During their first research trip to Windsor in 2018, Sutherland, MacDonald and Gray spent a week researching and filming. Irene Moore Davis, president of the Essex County Black Historical Research Society, shared a wealth of information with the visitors. “While we say this is a history that’s not known to a broader audience, people from Windsor – whose families were involved – are very aware,” says Sutherland. “Irene has been really key to our project because she has quite a large collection of family history including boxes of documents. Her family was very involved in Emancipation Day.”
While in Windsor, Sutherland visited the University of Windsor archives, looked at hundreds of photographs and examined the programs printed annually, which typically included a letter from the mayor of Windsor and sometimes featured messages from prominent speakers. “From magazines, you could see who was buying ad space and supporting the celebrations,” she says, adding that the documents helped with her primary research.
Sutherland digitized the materials as part of her capstone project with the goal of creating a permanent digital archive. “I’ve learned all the things that go into creating an archive and a digital archive,” she says. “The more I learn, the more it teaches me what I don’t know.”
That also goes for Black Canadian history, says Sutherland, who adds that Canadians often don’t know what became of the people who arrived in places like Windsor via the Underground Railroad. “Was everything amazing? Did they face racism and struggle?”
The holes in our knowledge “speak to a larger unknowing,” she says. “This whole thing has been extremely eye-opening to me.”
MacDonald says the history of Windsor’s Emancipation Day is a perfect subject for teaching because it is so multi-faceted. “It’s the story of Canada and the Black diaspora. It’s the story of English and French, and the story of Canada and the U.S. It’s the story of two cities.”
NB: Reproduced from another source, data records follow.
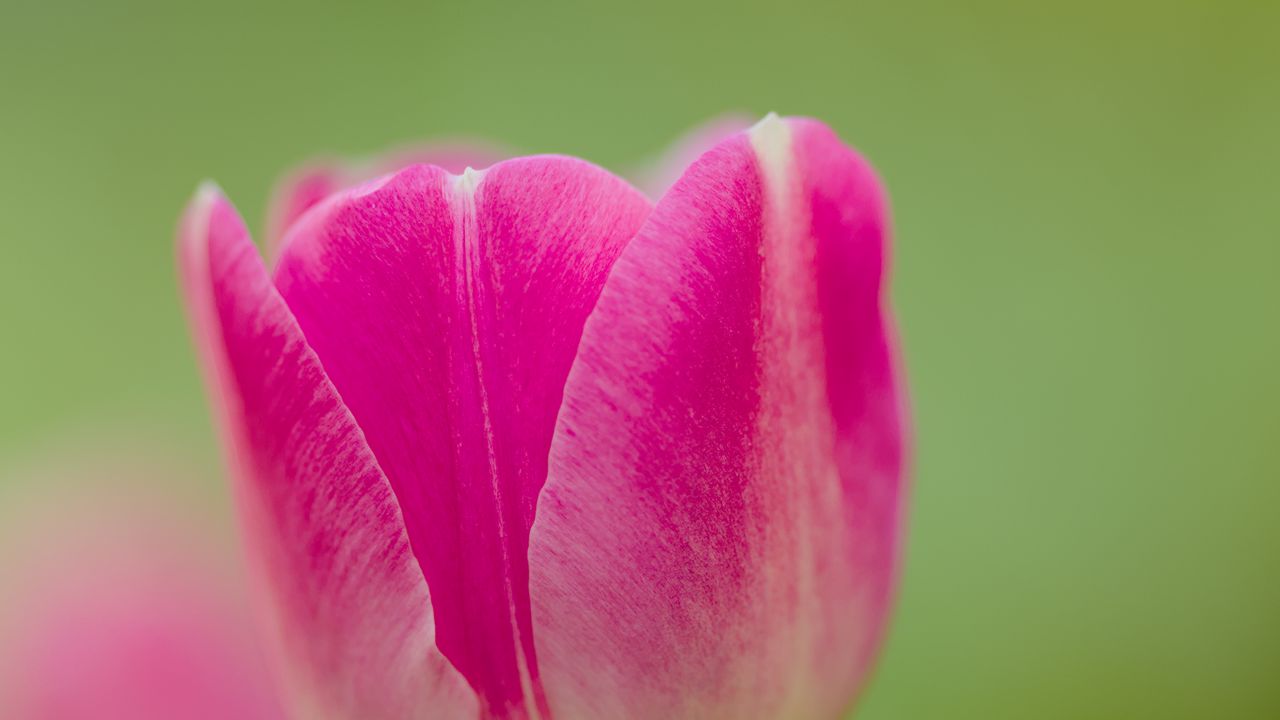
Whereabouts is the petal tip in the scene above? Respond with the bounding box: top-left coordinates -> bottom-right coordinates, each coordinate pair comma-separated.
748,112 -> 795,189
194,178 -> 223,201
749,111 -> 786,139
452,165 -> 486,194
182,180 -> 229,236
179,183 -> 217,260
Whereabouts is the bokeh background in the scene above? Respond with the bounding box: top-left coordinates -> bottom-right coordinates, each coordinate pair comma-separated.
2,0 -> 1277,717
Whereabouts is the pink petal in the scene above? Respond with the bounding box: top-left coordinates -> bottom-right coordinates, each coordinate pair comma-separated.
633,113 -> 754,199
529,116 -> 909,719
0,453 -> 282,720
178,186 -> 478,719
265,142 -> 507,259
272,160 -> 651,717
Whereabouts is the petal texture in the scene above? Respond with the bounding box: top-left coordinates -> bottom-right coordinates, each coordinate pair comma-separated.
529,117 -> 908,719
266,142 -> 506,258
179,187 -> 477,720
272,160 -> 651,717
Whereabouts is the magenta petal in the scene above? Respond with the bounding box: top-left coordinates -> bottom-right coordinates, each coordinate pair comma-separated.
265,142 -> 507,259
272,159 -> 652,717
529,116 -> 909,719
178,186 -> 477,719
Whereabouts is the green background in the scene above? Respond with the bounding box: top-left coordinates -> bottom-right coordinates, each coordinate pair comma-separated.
2,0 -> 1276,717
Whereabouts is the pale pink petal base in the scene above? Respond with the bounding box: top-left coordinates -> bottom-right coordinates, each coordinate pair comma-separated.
529,116 -> 908,719
0,466 -> 282,720
179,188 -> 477,719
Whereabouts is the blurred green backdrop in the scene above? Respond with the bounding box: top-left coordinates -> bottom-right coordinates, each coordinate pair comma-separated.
1,0 -> 1276,717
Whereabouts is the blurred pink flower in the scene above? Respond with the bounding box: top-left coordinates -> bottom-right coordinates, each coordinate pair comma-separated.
0,445 -> 283,720
179,114 -> 909,719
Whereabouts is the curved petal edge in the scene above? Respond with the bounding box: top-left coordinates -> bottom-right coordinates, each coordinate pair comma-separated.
530,115 -> 909,720
265,142 -> 508,260
178,185 -> 478,720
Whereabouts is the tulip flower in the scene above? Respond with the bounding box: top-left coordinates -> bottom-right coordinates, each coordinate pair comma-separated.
0,444 -> 282,720
179,114 -> 908,720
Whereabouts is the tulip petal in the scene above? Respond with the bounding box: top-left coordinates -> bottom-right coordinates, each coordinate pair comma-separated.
265,142 -> 507,259
179,186 -> 478,719
272,160 -> 652,717
530,116 -> 908,719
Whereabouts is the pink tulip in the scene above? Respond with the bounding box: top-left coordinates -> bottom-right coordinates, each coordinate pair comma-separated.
0,446 -> 283,720
179,114 -> 909,720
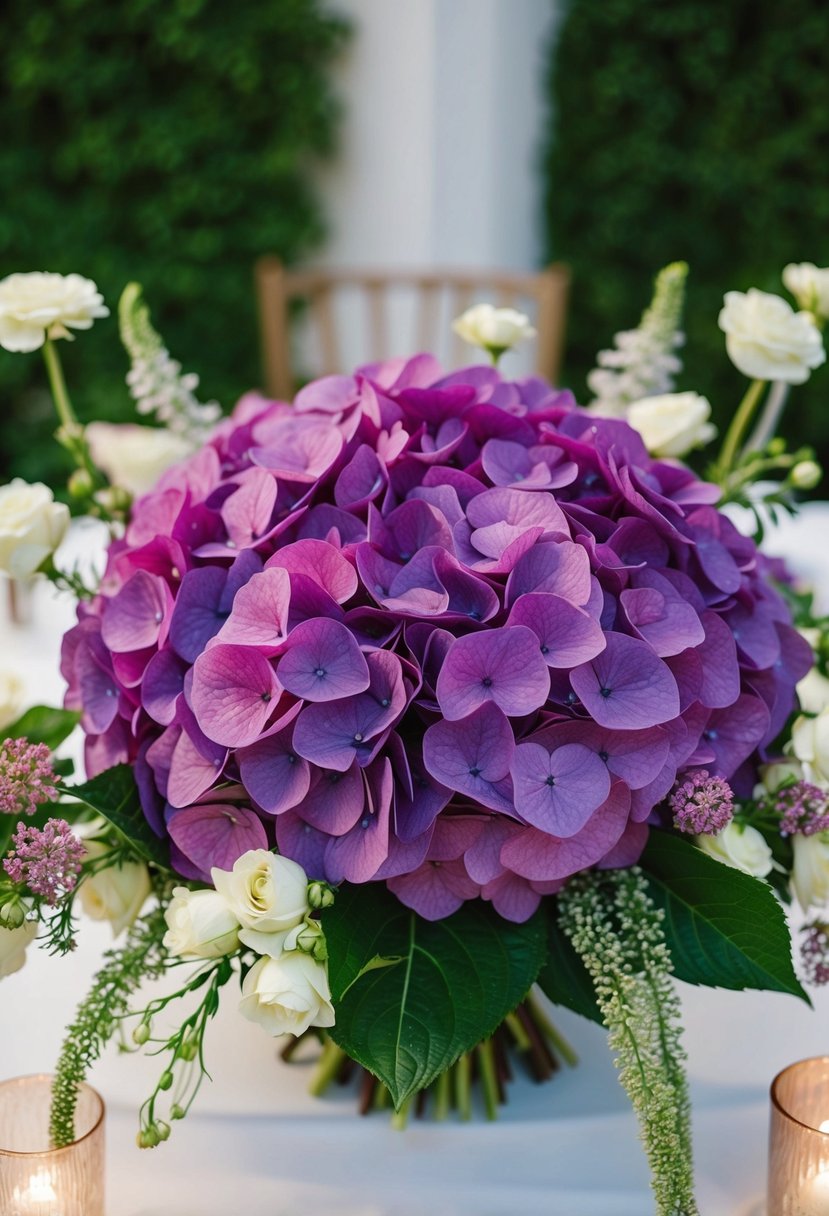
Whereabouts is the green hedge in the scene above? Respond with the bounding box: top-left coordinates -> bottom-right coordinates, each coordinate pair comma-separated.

Black families were often divided between Detroit and Windsor with cousins walking across the frozen Detroit River in winter and holding large family get-togethers at Emancipation Day events in the summer. A Detroit historian, Kimberly Simmons, has spent more than a decade trying to get the Detroit River declared a UNESCO World Heritage site for the role it played in the underground railroad.
Meanwhile Sutherland, MacDonald and Gray continue to move forward on their Windsor projects. The teaser for Gray’s documentary debuted last summer at Emancipation Day. MacDonald is working with local Black educators, members of Windsor’s Black historical society and the Ontario Black History Society to produce lesson plans. And Sutherland has produced a digital archive feasibility report as her capstone project in museum studies.
In some ways, the work they are doing emulates that done almost a century ago by Windsor citizens. In 1932, they, too, decided that they wanted to build up their small Emancipation Day celebrations into a much bigger event – and eventually turned their vision into reality.
Despite COVID-19, the work behind the scenes on bringing Emancipation Day to a wider audience continues. “We’re now trying to seek out and establish viable and more stable sources of funding,” Sutherland says.